COVID-19: The number of reported cases is 202,872,928 with 4,297,550 fatalities.  In the U.S., there are 35,765,233 confirmed cases with 616,829 deaths.  For illustration purposes, the FT has created an interactive chart that allows one to compare cases across nations using similar scaling metrics.  The FT has also issued an economic tracker that looks across countries with high frequency data on various factors.  The CDC reports that 407,561,705 doses of the vaccine have been distributed with 351,400,930 doses injected.  The number receiving at least one dose is 194,866,738, while the number receiving second doses, which would grant the highest level of immunity, is 166,477,481.  The FT has a page on global vaccine distribution.

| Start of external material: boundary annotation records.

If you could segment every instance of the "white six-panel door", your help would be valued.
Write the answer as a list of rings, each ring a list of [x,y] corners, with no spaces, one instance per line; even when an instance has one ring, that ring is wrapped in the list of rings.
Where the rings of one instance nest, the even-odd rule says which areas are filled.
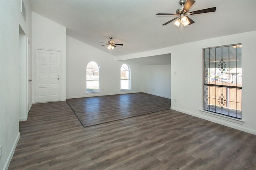
[[[60,101],[60,52],[36,50],[37,103]]]

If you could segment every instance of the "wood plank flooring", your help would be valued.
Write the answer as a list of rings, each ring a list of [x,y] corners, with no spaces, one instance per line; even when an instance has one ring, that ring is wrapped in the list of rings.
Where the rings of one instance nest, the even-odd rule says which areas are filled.
[[[144,93],[67,100],[84,127],[170,109],[171,100]]]
[[[34,104],[8,170],[255,170],[256,136],[172,110],[84,128]]]

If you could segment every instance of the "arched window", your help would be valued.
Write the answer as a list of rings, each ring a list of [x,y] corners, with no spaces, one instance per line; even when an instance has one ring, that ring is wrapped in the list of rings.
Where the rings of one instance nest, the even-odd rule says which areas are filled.
[[[100,73],[98,64],[94,61],[88,63],[86,66],[86,92],[100,91]]]
[[[130,90],[130,66],[126,64],[124,64],[121,67],[120,89]]]

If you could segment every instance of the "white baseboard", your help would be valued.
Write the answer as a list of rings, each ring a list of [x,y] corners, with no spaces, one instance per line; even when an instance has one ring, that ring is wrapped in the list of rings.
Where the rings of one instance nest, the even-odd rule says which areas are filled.
[[[9,167],[9,165],[11,162],[11,160],[12,160],[12,156],[13,156],[13,154],[14,153],[14,151],[15,150],[15,149],[16,148],[16,147],[17,147],[17,145],[18,144],[18,142],[19,141],[19,140],[20,140],[20,132],[18,133],[17,135],[17,137],[16,137],[16,139],[15,140],[15,141],[13,144],[13,146],[12,146],[12,150],[11,150],[11,152],[9,154],[9,156],[8,156],[8,158],[7,158],[7,160],[6,160],[5,164],[4,164],[4,166],[3,170],[7,170],[8,169],[8,167]]]
[[[237,123],[235,123],[234,122],[232,122],[232,121],[230,121],[230,120],[228,121],[227,120],[224,119],[222,118],[220,118],[214,117],[212,116],[211,116],[201,113],[199,113],[198,114],[197,114],[194,113],[192,112],[191,111],[181,109],[172,106],[171,106],[171,109],[174,110],[176,110],[176,111],[178,111],[187,114],[188,115],[191,115],[193,116],[199,117],[201,119],[204,119],[207,120],[212,122],[224,125],[224,126],[227,126],[228,127],[231,127],[232,128],[235,129],[236,129],[256,135],[256,131],[251,129],[248,129],[247,127],[243,127],[243,125],[244,125],[245,124],[245,121],[244,121],[244,123],[243,123],[242,124],[240,124],[240,123],[238,124]]]
[[[154,95],[154,96],[159,96],[159,97],[161,97],[164,98],[166,98],[167,99],[171,99],[171,98],[170,98],[169,97],[166,96],[165,96],[159,95],[159,94],[155,94],[155,93],[149,93],[148,92],[144,92],[144,91],[143,91],[142,92],[143,93],[146,93],[147,94],[152,94],[152,95]]]
[[[28,119],[28,113],[27,115],[24,117],[20,117],[19,119],[19,121],[26,121]]]
[[[88,93],[86,94],[86,95],[83,95],[83,96],[68,96],[66,98],[67,99],[74,99],[76,98],[87,98],[88,97],[96,97],[96,96],[109,96],[109,95],[115,95],[118,94],[127,94],[129,93],[144,93],[143,92],[134,92],[134,91],[128,91],[126,90],[121,91],[121,92],[120,93],[107,93],[107,94],[100,94],[100,92],[97,92],[95,93]]]

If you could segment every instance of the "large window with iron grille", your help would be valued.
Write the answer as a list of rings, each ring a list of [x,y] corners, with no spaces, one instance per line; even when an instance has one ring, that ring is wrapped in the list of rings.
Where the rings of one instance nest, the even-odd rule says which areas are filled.
[[[121,67],[120,89],[130,90],[130,66],[124,64]]]
[[[94,61],[86,66],[86,92],[100,92],[100,67]]]
[[[242,119],[242,45],[204,49],[204,109]]]

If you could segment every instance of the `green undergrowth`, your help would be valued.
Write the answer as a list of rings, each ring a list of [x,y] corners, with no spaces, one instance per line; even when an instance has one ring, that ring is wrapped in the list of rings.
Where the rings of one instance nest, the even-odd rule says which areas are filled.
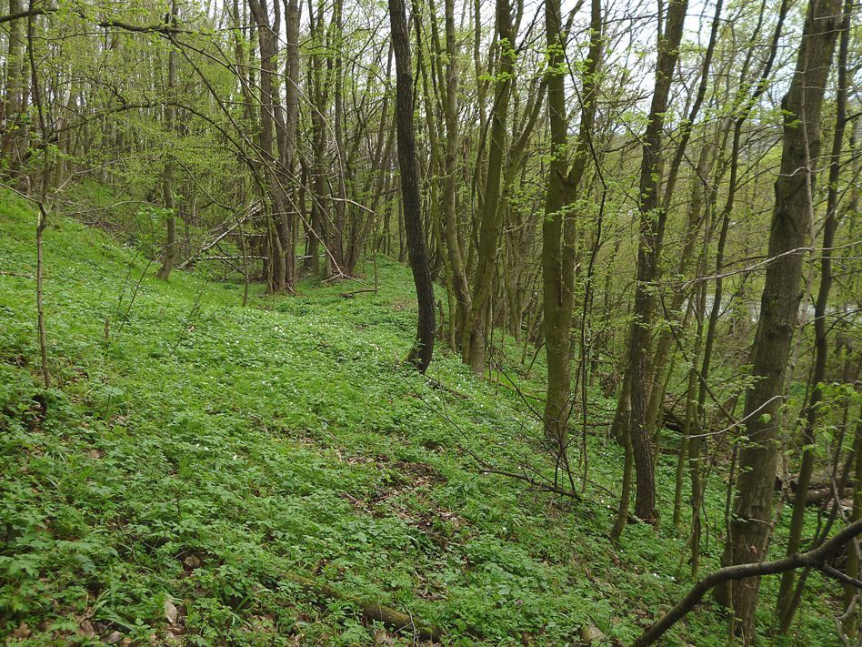
[[[175,271],[162,283],[135,249],[56,217],[45,234],[45,389],[35,217],[0,199],[9,642],[413,642],[295,574],[436,624],[446,644],[578,644],[584,627],[626,644],[690,585],[686,536],[669,519],[657,531],[630,525],[620,545],[607,539],[622,455],[601,428],[589,428],[582,501],[481,473],[476,457],[552,474],[536,402],[517,392],[541,393],[542,359],[526,376],[509,340],[506,375],[486,381],[439,348],[422,378],[402,363],[410,273],[389,260],[376,294],[342,296],[368,282],[306,281],[279,298],[253,286],[243,308],[238,282]],[[601,408],[613,402],[596,404],[610,415]],[[667,511],[672,456],[657,478]],[[719,548],[707,543],[705,568]],[[827,643],[827,612],[807,602],[789,644]],[[665,643],[725,644],[726,631],[707,603]]]

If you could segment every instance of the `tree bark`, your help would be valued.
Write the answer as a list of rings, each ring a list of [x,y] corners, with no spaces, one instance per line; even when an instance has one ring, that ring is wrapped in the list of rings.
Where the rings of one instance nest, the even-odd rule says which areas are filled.
[[[422,227],[419,179],[416,167],[416,130],[413,123],[413,66],[410,41],[403,0],[389,0],[392,46],[396,57],[396,120],[398,134],[398,167],[401,171],[401,196],[404,226],[413,280],[416,288],[419,318],[416,339],[408,361],[424,373],[434,353],[434,286]]]
[[[809,227],[811,162],[820,152],[820,113],[840,6],[840,0],[811,0],[796,72],[782,102],[783,147],[768,252],[775,260],[767,268],[752,348],[752,375],[757,381],[746,395],[747,440],[739,451],[739,480],[723,557],[726,565],[761,561],[768,547],[778,450],[776,420],[801,298],[802,251],[793,250],[804,245]],[[719,600],[732,603],[738,630],[750,642],[759,580],[744,578],[727,589]]]
[[[647,409],[648,389],[652,381],[648,354],[656,309],[652,286],[658,277],[658,258],[665,222],[664,210],[660,208],[658,199],[661,135],[687,6],[687,0],[671,0],[667,8],[665,32],[658,37],[656,88],[649,108],[649,122],[644,134],[640,167],[637,280],[635,287],[634,320],[628,354],[628,372],[631,379],[629,433],[636,480],[635,514],[646,521],[655,521],[657,517],[656,473],[653,467],[652,440],[648,435]]]

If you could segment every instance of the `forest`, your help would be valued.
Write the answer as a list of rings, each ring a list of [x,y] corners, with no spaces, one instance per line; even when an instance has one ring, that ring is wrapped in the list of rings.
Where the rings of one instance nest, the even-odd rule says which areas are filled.
[[[7,645],[862,645],[855,0],[4,0]]]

  • The delta variant continues to spread rapidly across the U.S. Community transmission rates remain elevated across the country.  States with high infection rates are scrambling to find hospital bed capacity.  The variant has become dominant due to its high contagion rates.
  • Although the mRNA vaccines were the first out of the gate, the technology remains finicky. Handling procedures make them difficult to distribute and the new technology is probably one factor behind vaccine resistance.  Much of their success was due to deft management; the companies involved tested their vaccines when infection rates were elevated, which gave them lots of test subjects, and emerging firms teamed up with established ones to ramp up production.  The Novavax (NVAX, USD, 189.89) vaccine is near the end of its clinical trials and should be available soon.  It has some distinct advantages.  Because it’s based on an existing technology, its handling is less stringent.  The fears surrounding mRNA should not be part of this vaccine.  And, trial data so far suggest it is more effective than the mRNA vaccines.  Reports indicate that side effects are less, which has been a barrier for some low-income groups who fear missing work if they become ill from the injection.